Natural gas exploration remains a priority. About C$1.07 billion will be spent on upstream projects, including gas exploration in the Western Canadian Sedimentary Basin. Shell Canada’s basin exploration is targeted to deliver 100 MMcf/d by the end of 2007.
“This investment plan supports Shell Canada’s growth in unconventional oil and gas while maintaining the leadership position of our oil products business,” said CEO Clive Mather. “North American and global economies are generating long-term energy demand, which encourages the development of Canadian oil sands and unconventional gas. Growth will be funded from our robust operational earnings and strong balance sheet. Key points of leverage are our high quality leases, access to technology, depth of professional skills and our overarching commitment to sustainable development.”

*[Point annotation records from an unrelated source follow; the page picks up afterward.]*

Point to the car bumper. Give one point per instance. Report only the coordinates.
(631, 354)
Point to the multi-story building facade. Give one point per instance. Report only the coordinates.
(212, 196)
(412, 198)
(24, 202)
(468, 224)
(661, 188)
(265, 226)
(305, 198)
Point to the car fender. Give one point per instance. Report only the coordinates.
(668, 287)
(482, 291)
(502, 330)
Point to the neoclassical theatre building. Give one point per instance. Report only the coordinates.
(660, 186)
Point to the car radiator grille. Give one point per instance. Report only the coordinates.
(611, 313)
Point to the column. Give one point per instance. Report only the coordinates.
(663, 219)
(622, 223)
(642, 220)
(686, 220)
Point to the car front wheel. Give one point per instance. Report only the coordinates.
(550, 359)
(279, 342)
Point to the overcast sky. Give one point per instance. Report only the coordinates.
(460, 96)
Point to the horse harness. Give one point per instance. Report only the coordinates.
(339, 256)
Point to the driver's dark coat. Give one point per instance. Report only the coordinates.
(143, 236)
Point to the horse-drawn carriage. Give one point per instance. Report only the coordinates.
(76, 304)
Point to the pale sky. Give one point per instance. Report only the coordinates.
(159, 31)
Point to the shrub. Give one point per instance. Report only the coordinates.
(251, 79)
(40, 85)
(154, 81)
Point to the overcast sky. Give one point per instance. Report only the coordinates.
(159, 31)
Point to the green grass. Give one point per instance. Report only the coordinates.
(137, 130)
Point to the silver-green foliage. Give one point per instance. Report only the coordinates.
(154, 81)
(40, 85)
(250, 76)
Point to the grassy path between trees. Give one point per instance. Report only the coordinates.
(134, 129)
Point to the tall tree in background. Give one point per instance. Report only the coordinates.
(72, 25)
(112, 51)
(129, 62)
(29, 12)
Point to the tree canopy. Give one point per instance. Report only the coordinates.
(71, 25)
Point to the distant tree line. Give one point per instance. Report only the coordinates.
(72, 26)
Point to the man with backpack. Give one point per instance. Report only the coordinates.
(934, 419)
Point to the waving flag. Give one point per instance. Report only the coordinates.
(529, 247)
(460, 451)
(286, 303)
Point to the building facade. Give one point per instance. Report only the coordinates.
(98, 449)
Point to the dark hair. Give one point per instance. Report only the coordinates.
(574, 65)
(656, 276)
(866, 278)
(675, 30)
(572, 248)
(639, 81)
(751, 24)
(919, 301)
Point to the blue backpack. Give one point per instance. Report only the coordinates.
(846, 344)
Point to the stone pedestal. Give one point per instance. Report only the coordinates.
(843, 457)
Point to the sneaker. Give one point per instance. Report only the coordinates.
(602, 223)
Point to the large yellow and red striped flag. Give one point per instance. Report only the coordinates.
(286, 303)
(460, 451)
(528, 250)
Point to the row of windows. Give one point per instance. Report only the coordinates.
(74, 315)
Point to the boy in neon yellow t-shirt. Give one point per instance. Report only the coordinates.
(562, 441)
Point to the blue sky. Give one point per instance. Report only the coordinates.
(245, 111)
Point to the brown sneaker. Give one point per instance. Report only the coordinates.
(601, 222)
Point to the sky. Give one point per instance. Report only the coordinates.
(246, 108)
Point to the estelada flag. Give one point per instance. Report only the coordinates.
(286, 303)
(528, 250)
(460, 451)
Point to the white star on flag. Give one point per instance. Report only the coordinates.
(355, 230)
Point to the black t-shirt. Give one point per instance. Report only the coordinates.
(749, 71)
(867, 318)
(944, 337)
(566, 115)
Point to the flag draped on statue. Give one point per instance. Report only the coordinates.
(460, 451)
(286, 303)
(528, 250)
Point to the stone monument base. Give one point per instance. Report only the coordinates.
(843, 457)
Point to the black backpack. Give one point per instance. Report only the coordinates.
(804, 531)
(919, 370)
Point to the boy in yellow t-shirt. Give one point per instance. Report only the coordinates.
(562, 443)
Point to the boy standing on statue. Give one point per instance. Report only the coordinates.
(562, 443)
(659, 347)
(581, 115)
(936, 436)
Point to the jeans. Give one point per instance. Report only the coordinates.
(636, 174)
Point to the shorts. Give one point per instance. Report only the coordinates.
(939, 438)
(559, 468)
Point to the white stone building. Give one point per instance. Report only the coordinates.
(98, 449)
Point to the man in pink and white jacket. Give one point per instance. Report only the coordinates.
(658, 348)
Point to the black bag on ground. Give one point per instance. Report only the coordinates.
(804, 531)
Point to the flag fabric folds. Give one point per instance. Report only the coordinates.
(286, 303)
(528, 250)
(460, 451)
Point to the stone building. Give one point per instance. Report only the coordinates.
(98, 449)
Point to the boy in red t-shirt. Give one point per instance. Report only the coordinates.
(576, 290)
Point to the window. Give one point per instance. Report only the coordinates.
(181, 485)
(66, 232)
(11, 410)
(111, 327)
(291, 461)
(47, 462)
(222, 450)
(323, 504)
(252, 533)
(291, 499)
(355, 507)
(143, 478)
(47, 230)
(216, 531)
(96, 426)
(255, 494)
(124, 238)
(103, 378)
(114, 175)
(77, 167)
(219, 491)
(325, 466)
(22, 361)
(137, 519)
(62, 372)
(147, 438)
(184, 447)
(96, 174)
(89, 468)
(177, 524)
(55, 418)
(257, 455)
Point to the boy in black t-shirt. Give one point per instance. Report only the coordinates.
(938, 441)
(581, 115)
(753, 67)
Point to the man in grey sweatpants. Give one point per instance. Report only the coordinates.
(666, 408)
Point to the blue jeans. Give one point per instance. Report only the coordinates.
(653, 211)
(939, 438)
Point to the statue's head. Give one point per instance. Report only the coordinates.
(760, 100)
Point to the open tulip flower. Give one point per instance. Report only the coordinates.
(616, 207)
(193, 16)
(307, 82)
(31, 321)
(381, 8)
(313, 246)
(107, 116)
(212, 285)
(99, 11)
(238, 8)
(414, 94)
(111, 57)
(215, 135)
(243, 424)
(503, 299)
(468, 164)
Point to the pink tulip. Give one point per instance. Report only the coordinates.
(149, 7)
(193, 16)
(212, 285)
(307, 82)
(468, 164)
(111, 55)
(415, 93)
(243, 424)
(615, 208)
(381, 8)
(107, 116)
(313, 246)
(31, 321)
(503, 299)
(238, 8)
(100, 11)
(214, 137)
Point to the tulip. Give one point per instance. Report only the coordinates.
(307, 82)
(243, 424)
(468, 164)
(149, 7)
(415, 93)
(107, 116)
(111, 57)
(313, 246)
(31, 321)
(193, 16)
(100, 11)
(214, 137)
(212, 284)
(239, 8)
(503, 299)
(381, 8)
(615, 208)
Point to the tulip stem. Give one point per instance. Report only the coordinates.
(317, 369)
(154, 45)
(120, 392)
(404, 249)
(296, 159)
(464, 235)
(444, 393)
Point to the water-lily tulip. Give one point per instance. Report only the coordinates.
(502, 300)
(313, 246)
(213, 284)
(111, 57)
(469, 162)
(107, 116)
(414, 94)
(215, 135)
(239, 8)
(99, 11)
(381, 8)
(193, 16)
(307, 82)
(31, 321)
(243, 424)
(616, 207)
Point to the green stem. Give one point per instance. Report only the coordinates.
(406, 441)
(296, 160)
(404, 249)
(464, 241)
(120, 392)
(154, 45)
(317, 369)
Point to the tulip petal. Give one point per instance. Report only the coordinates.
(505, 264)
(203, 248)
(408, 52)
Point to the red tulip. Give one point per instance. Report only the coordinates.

Within the E&P business unit, C$4 million will be spent on pre-development projects, and C$470 million to explore and develop unconventional coalbed methane and shale gas basin projects. Another C$130 million will be spent in Canada’s frontier basins, including the Orphan Basin offshore Newfoundland, and C$430 million will be spent on E&P in the Alberta Foothills.
Shell Canada’s E&P unit now operates four sour gas processing facilities in the Alberta Foothills and several sour gas wells in northeast BC. The producer also holds a 31.3% stake in the Sable Offshore Energy Project offshore Nova Scotia and is partnering on the proposed Mackenzie Gas Project in northern Canada. The producer did not detail its funding plans for the Mackenzie pipeline project, nor its SOEP plans.
“In 2007, Shell Canada will continue its focus on operational excellence to make the most of our existing assets,” said Mather. “We will benchmark our operations and adopt global best practices to generate top performance. Strong earnings and operating cash flow will provide the basis for continued investment levels of about C$4 billion per year over the planning period.”